Team handball, anyone?

While I’ve spent most of my life following “traditional” American sports, I’ve allowed myself to broaden my horizons over the years.

I became passionate about soccer in the early 1970s when it was still given the side-eye by many of my peers; stuck with Australian Rules Football even after ESPN expanded its programming lineup; and will always think World Team Tennis is fantastic.

Scott Adamson writes stuff. Follow him on Twitter @adamsonsl

Major League Rugby and the Premier Lacrosse League are now two of my favorite spring and summer pastimes, and slowly but surely I’m learning to appreciate cricket.

But few things have captured my fancy in recent months like team handball, so now I find myself swinging through the interwebs in search of every piece of information I can find. And as someone who is also (spoiler alert!) big into alternative leagues, I’m pleased to report that there was, indeed, once a pro team handball circuit in the United States.

Sort of.

In 1978 the National Teamball League debuted with six franchises – the Boston Comets, Chicago Chiefs, Detroit Hawks, New York Stags, Philadelphia Warriors and Pittsburgh Points.

“There are a lot of sports that don’t score enough,” Chicago manager Jim Teckenbrock told the Journal Herald of Dayton, Ohio, for a a December 28, 1978, story. “People want to see a lot of action, and they see it in teamball.”

Added Detroit skipper Paul Roberts, “It’s basically an American game based on team handball. We’re just starting. It’s a new baby and we have to work things out.”

Billed as a combination of hockey, lacrosse and basketball, teamball was a more frenetic version of team handball. There were five players to a side – including a goalie – with the object to throw a ball into a goal past the keeper. It also featured body checks, rough play and high-scoring matches.

Traditional handball is 7-on-7 and players can use their torsos to obstruct an opponent, but can’t use their arms or legs to do so (teamhandballnews.com is a great resource to learn more about the sport, including the official rules).

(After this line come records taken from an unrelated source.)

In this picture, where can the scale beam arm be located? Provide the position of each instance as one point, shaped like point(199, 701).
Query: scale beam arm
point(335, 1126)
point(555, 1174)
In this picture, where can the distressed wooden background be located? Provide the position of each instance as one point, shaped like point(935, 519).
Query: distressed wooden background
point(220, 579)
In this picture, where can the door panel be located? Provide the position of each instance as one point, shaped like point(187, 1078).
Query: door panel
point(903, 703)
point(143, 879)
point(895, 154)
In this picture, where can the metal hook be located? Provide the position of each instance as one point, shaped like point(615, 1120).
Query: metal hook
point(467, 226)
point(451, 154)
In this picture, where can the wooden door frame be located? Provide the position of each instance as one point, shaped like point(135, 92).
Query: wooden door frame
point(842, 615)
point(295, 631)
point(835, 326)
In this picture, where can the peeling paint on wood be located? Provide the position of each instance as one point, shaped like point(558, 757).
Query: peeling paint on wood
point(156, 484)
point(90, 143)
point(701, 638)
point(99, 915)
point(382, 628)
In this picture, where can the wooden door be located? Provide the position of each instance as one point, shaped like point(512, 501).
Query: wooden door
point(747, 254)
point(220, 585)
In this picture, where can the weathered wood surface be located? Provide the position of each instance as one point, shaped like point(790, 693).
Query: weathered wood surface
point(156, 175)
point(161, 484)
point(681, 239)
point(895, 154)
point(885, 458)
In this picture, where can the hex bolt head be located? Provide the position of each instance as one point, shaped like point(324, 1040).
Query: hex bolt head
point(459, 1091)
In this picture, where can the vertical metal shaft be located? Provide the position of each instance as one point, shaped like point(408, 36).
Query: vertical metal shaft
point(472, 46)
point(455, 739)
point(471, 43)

The NTL didn’t exactly capture the imagination of fans, exiting almost as quickly as it entered. But I wondered if perhaps such a league had been attempted again. I guess it depends on how you define “attempted.”

During a meeting of the Pan American Team Handball Federation in 2007, an official proposed the formation of an American pro league with franchises in Atlanta, New York, Chicago, Salt Lake City and San Juan, but nothing came of it. More recently, there was again talk of professionalizing team handball in the United States, beginning in 2023.

In January, 2020, Sports Business Journal reported that IOA Sports in Orlando was doing research and development on an American-based pro handball league. Tentative plans called for 10 franchises at the outset, possibly partnering with NBA and/or NHL teams.

I recently reached out to Paul Garofolo, who was working on the project, and asked if it was still going forward. Unfortunately, Garofolo said the move to form a domestic pro league has been abandoned “for now.”

Needless to say, getting my team handball fix is not easy. I tried to find a club or league in Birmingham and got excited when I came across both Birmingham Handball Club and Birmingham Bisons Handball Club.

But they’re in Birmingham, England, roughly 4,220-miles away.

While pro team handball might not be a thing where I live, it’s a big thing in other parts of the world. There’s Handball-Bundesliga in Germany, Spanish Liga Asobal in Spain and Ligue Nationale de Handball in France, just to name a few. And the world’s best clubs compete in the European Handball Federation Champions League.

Sadly, none of those leagues or teams are located in convenient driving distance for me.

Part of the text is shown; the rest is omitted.